Re: [PATCH] kexec: Fix reboot race during device_shutdown()
From: Joel Fernandes
Date: Tue Oct 10 2023 - 16:37:47 EST
On Mon, Oct 9, 2023 at 11:30 AM Eric W. Biederman <ebiederm@xxxxxxxxxxxx> wrote:
>
> Joel Fernandes <joel@xxxxxxxxxxxxxxxxx> writes:
>
> > On Mon, Oct 2, 2023 at 2:18 PM Joel Fernandes <joel@xxxxxxxxxxxxxxxxx> wrote:
> > [..]
> >> > > Such freezing is already being done if kernel supports KEXEC_JUMP and
> >> > > kexec_image->preserve_context is true. However, doing it if either of these are
> >> > > not true prevents crashes/races.
> >> >
> >> > The KEXEC_JUMP case is something else entirely. It is supposed to work
> >> > like suspend to RAM. Maybe reboot should as well, but I am
> >> > uncomfortable making a generic device fix kexec specific.
> >>
> >> I see your point of view. I think regular reboot should also be fixed
> >> to avoid similar crash possibilities. I am happy to make a change for
> >> that similar to this patch if we want to proceed that way.
> >>
> >> Thoughts?
> >
> > Just checking how we want to proceed, is the consensus that we should
> > prevent kernel crashes without relying on userspace stopping all
> > processes? Should we fix regular reboot syscall as well and not just
> > kexec reboot?
>
> It just occurred to me there is something very fishy about all of this.
>
> What userspace do you have using kexec (not kexec on panic) that doesn't
> preform the same userspace shutdown as a normal reboot?
>
> Quite frankly such a userspace is buggy, and arguably that is where you
> should start fixing things.
It is a simple unit test that tests kexec support by kexec-rebooting
the kernel. I don't think SIGSTOP/SIGKILL'ing during kexec-reboot is
ideal because in a real panic-on-kexec type crash, that may not happen
and so does not emulate the real world that well. I think we want the
kexec-reboot to do a *reboot* without crashing the kernel while doing
so. Ricardo/Steve can chime on what they feel as well.
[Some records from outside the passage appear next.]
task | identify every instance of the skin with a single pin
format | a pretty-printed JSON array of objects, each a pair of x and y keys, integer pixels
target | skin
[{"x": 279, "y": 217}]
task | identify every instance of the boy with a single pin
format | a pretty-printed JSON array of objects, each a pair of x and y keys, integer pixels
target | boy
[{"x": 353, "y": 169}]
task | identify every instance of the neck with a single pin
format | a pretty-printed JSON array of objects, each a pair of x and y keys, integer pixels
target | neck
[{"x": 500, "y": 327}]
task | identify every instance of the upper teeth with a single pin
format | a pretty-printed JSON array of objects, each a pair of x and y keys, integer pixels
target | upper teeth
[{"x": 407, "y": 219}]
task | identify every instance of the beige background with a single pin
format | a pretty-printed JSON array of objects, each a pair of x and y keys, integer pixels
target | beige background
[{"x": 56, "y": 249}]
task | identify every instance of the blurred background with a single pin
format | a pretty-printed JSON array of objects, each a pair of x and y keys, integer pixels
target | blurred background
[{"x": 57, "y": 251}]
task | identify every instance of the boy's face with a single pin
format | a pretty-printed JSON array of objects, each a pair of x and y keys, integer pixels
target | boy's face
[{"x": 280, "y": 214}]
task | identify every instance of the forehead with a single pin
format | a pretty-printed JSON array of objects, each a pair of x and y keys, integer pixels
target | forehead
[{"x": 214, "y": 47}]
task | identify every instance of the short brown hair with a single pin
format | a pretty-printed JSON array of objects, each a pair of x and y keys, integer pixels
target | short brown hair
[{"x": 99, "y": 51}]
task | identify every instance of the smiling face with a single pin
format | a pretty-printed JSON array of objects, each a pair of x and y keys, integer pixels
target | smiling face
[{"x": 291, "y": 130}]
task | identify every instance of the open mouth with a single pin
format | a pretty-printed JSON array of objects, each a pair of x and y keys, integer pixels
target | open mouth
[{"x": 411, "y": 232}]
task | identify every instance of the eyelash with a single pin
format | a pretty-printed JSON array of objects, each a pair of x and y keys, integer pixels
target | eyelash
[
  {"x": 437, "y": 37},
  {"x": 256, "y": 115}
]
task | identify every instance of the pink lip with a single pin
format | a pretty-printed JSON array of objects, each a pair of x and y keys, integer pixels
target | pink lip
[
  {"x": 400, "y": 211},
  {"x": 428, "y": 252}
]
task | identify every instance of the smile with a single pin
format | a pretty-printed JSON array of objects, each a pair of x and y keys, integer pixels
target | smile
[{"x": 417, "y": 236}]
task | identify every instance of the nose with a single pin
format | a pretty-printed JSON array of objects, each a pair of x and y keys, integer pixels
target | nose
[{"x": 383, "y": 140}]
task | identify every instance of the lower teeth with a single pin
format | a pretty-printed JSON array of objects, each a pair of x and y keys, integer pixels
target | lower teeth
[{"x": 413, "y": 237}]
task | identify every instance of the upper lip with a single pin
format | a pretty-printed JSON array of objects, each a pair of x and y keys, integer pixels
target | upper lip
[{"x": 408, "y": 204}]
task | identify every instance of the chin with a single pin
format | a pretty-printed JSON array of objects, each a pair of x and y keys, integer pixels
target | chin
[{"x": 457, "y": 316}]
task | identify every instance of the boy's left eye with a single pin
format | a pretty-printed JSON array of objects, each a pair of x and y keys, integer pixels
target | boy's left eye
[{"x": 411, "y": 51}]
> That way you can get the orderly shutdown
> of userspace daemons/services along with an orderly shutdown of
> everything the kernel is responsible for.
Fixing in userspace is an option but people are not happy that the
kernel can crash like that.
> At the kernel level a kexec reboot and a normal reboot have been
> deliberately kept as close as possible. Which is why I say we should
> fix it in reboot.
You mean fix it in userspace?
thanks,
- Joel